D'Est (1993) provavelmente o documentário de maior repercussão de Arkeman teve como início o convite para que ela fizesse uma instalação, a qual ela fez. Diferentemente da sua marca autoral, o filme não possui qualquer narração, o que se ouve são os idiomas entre as pessoas da região em que ela filmou. Sem a pretensão de fazer um documentário de cunho político ela conseguiu trazer pelas faces as inseguranças daquelas pessoas da Europa Ocidental, marcadas pelo passado sem saber qual o futuro que os aguarda. Na instalação multimídia para onde foi criado, por ser um espaço de amostragem diferente, Arkeman utilizou 25 monitores onde trechos eram rodados, 23 deles com o murmúrio dos idiomas europeus, os outros dois restantes narrados por ela.

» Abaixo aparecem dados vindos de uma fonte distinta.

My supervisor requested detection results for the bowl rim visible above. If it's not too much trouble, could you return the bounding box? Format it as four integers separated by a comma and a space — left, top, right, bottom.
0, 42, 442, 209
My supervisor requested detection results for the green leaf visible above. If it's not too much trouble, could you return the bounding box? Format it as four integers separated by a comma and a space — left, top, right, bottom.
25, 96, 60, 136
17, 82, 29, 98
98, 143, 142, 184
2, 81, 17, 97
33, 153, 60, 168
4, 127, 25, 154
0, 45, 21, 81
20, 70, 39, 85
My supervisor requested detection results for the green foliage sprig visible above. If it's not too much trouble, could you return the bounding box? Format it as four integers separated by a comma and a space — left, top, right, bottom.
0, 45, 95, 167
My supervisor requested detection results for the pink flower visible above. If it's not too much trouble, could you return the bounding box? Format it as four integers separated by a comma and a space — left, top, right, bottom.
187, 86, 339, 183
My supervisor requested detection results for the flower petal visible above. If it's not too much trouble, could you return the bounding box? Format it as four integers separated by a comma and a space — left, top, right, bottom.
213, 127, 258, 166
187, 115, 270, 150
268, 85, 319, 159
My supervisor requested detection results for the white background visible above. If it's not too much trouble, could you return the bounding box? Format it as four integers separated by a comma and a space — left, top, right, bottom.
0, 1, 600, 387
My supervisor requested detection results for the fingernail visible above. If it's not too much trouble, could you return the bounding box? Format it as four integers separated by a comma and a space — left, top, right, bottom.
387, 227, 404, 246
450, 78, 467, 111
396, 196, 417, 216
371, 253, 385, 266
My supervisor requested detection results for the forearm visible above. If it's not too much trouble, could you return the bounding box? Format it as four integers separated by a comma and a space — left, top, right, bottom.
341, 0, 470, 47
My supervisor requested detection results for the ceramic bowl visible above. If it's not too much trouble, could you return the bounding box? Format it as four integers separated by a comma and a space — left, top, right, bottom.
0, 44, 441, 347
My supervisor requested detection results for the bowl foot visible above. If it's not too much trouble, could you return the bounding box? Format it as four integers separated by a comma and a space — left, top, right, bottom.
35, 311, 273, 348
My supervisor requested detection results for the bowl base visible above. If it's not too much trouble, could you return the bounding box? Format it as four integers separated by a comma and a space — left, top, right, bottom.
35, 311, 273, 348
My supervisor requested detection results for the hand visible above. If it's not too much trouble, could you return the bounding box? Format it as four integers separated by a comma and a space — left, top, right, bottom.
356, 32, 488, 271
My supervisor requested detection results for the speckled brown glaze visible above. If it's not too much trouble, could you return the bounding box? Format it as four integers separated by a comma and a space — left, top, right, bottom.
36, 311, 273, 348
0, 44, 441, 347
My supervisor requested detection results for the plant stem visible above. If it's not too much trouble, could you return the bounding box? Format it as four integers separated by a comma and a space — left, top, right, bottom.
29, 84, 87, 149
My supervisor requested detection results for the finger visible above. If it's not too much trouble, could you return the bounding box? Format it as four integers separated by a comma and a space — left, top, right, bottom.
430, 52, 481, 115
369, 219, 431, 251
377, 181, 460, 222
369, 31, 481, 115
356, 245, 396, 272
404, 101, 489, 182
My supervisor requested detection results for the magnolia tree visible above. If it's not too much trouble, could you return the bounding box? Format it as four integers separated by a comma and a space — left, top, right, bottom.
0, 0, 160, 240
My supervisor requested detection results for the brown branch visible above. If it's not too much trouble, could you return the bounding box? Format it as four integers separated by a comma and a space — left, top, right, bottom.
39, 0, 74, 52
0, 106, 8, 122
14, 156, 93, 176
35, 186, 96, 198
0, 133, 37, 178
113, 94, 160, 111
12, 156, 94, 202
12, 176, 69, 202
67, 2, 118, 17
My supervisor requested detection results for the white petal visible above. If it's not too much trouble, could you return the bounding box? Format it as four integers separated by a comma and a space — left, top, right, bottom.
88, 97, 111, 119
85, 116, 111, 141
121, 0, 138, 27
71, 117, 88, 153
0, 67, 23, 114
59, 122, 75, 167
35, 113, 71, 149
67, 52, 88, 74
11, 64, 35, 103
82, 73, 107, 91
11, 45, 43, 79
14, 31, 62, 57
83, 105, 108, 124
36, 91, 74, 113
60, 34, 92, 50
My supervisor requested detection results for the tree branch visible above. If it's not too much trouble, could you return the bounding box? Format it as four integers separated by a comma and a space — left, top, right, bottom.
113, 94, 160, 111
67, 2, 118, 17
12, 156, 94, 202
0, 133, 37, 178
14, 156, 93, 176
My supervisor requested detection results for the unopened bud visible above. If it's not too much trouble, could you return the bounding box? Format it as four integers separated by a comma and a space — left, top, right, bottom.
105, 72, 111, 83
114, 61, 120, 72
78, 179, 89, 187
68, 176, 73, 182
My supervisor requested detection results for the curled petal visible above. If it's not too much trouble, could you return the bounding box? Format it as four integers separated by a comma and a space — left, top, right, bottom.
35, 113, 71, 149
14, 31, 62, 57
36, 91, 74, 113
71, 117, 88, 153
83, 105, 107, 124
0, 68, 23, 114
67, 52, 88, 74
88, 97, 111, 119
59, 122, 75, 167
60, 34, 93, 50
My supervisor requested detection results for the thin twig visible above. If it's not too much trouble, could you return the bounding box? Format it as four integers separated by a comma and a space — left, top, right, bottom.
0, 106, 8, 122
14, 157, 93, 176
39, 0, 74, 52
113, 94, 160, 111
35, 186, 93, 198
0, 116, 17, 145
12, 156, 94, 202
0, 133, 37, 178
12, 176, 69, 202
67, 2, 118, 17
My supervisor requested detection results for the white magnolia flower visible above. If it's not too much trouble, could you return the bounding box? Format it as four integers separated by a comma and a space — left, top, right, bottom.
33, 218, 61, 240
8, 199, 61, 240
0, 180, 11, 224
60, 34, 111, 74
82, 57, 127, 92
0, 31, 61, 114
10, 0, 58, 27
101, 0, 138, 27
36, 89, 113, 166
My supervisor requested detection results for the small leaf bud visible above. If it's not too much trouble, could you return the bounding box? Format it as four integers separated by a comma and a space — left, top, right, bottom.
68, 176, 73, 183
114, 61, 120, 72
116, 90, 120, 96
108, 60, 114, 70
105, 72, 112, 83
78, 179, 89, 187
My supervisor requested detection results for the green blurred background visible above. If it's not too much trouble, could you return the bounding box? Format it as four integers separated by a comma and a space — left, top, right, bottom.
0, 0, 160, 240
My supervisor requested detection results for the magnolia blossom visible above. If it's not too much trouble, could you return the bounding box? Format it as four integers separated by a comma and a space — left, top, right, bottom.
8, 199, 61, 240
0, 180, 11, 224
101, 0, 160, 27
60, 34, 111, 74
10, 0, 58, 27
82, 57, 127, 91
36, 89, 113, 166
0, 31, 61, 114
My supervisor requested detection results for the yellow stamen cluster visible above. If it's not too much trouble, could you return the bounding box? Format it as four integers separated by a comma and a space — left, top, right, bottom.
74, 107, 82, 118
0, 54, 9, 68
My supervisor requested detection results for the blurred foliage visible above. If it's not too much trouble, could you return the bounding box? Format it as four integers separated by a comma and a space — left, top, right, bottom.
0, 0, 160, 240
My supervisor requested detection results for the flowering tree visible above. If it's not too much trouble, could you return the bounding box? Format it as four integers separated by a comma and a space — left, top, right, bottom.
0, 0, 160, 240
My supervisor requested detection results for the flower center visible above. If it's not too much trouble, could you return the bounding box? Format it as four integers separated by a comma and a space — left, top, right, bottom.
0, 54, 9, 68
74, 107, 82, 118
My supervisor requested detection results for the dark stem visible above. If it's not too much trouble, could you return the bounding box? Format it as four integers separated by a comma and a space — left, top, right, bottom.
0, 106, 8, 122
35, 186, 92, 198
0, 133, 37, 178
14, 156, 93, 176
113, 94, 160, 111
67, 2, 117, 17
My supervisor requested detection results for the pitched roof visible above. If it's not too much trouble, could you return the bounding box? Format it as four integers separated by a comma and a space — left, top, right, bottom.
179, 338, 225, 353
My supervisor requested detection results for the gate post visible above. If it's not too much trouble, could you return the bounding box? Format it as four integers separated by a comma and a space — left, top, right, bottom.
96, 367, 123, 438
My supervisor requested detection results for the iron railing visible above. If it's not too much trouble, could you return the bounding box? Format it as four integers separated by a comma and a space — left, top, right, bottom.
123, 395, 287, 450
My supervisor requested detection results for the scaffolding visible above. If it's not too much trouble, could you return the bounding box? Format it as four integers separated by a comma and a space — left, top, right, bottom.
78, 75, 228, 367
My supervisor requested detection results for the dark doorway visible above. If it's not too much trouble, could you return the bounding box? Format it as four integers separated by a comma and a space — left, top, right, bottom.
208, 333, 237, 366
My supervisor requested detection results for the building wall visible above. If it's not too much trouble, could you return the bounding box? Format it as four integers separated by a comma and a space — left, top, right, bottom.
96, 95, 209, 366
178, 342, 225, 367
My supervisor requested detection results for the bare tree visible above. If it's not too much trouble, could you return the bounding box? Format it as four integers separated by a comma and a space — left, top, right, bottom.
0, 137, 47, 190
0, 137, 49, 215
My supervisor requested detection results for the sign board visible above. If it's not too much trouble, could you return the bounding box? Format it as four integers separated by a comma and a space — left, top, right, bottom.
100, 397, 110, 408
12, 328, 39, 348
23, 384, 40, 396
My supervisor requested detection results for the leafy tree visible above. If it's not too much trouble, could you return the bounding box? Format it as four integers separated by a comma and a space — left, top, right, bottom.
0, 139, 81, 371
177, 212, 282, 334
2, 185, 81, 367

Interessante perceber que dentro deste documentário onde os planos longos podem parecer não ter sentido como demorar-se a filmar mulheres desconhecidas em atividades domésticas, mas que com um pouco de atenção e conhecimento da filmografia de Arkeman é possível ligar essas imagens corriqueiras ao filme Jeanne Dielman.

Em Sud (1999) o tema é novamente o racismo, porém desta vez nos Estados Unidos. Especificamente sobre um acontecido no Texas sobre o assassinato de um musico negro por tres homens brancos que se achando no direito para mostrar a superioridade de sua "raça". Neste documentário acontecem oito entrevistas que são intercaladas por longas cenas silenciosas de paisagens. A paisagem final mostra onde o crime foi cometido, um longo travelling da estrada onde James Byrd Junior foi arrastado por um caminhão e acabou falecendo. A sensação passada por esse longo plano é bem descrita por Anita Leandro "um longo travelling faz um escalpo do presente que mostra um passado de sangue entranhado no asfalto e no silêncio da floresta escura" (LEANDRO, Anita, p.104). Nos depoimentos dados as pessoas entrevistadas lembram de como era esse rascismo e de coisas terriveis que aconteceram, inclusive uma delas lembra do trabalho escravo que prestava, outra mulher dos linchamentos e assassinatos de negros. Akerman dá voz a essas pessoas, há suas tristes lembranças que merecem ser ouvidas, e as eterniza. Em um plano longo ela da espaço para um guitarrista tocar blues em homenagem aos negros assassinados naquela cidade, e em outro plano tão longo quanto Arkeman da tempo a um culto religioso em memória a James Byrd Junior onde membros de sua familia estão presentes.

Também no território estadunidense se passa o documentário De l'autre côté (2002), que de certa forma retoma tanto D'Est por retratar uma população carente e Sud em relação à xenofobia de um povo diferente do "dominante". De l'autre côté é um filme sobre a fronteira entre os Estados Unidos e México, o muro bem iluminado e vigiado onde do outro lado encontra-se a promessa de uma vida melhor, porém a travessia se mostra um caminho perigoso. A estrutura narrativa se dá assim como Sud por entrevistas de parentes de pessoas que tentaram e em grande maioria fracassaram, ou de estadunidenses que viam prisões de imigrantes clandestinos, ou ainda mais chocante que esses depoimentos o de um casal dos Estados Unidos que temia a chegada de mexicanos as suas terras e que trouxessem doenças com eles e se preparava com armas de fogo para caso houvesse tal aproximação.

Ainda em semelhança entre De l'autre côté e Sud se encontram os longos planos fixos, especialmente nos planos do muro que se demoram e em travelling e se mostram o lugar decisivo, assim como a estrada em Sud, o local da morte dos "protagonistas". Por último, assim como Akerman dá voz ao sofrimento dos parentes de James no final de Sud ela abre espaço para um grupo de clandestinos que estavam perdidos e foram resgatados pela produção a falar sobre essa jornada. Sem qualquer pergunta ela apenas registra e da liberdade do grupo compartilhar sua experiência.